Le gouvernement français a confirmé, ce mercredi 8 juillet, la prolongation du gel des salaires des fonctionnaires pour une durée de trois ans, s’étendant jusqu’en 2027. Cette décision a suscité une vive réaction des syndicats, qui attendent des mesures concrètes sur les rémunérations après des mois de silence gouvernemental.
EN BREF
- Le gel des salaires des fonctionnaires français est prolongé jusqu’en 2027.
- Les syndicats expriment leur mécontentement face à l’absence de revalorisation générale.
- Une journée d’action est prévue le 29 septembre pour protester contre cette décision.
Les syndicats de la fonction publique, au nombre de huit, avaient placé de grands espoirs dans cette réunion avec David Amiel, le ministre des Comptes publics. Malheureusement, leur attente a été déçue. En quittant la salle avant la fin des discussions, les représentants syndicaux ont symboliquement exprimé leur frustration face à l’absence de propositions concrètes.
Cette situation s’inscrit dans un contexte budgétaire difficile, où le gouvernement doit jongler avec des arbitrages complexes. La revalorisation du point d’indice de 1% représenterait un coût de 2,4 milliards d’euros par an pour l’État, une somme jugée insoutenable dans la conjoncture économique actuelle.
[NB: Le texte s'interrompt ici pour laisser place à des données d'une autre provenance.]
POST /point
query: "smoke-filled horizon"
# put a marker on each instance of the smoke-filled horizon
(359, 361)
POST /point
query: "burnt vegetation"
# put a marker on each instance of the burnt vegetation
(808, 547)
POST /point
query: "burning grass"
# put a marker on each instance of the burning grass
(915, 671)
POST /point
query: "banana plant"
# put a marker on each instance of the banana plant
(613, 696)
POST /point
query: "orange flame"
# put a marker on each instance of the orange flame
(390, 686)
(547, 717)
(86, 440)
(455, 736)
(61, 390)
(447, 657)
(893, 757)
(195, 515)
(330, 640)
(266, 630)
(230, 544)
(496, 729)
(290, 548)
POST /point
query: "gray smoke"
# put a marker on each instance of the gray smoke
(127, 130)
Pour tenter d’apaiser les tensions, le gouvernement mise sur des parcours individuels, favorisant l’expérience professionnelle des agents à leur entrée dans la fonction publique. Cette mesure pourrait bénéficier à environ 30 000 agents chaque année et s’accompagne d’une amélioration des taux de promotion.
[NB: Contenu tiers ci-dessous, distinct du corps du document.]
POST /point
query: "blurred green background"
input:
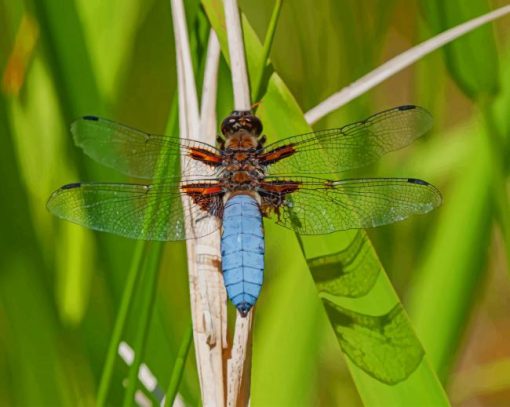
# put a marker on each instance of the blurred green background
(60, 285)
David Amiel a également annoncé que les quotas de promotion interne seraient augmentés, permettant ainsi à davantage d’agents de catégorie C de gravir les échelons vers la catégorie B sans concours. Cette approche rappelle certaines pratiques du secteur privé, où l’évolution de carrière est souvent privilégiée sur la revalorisation salariale collective.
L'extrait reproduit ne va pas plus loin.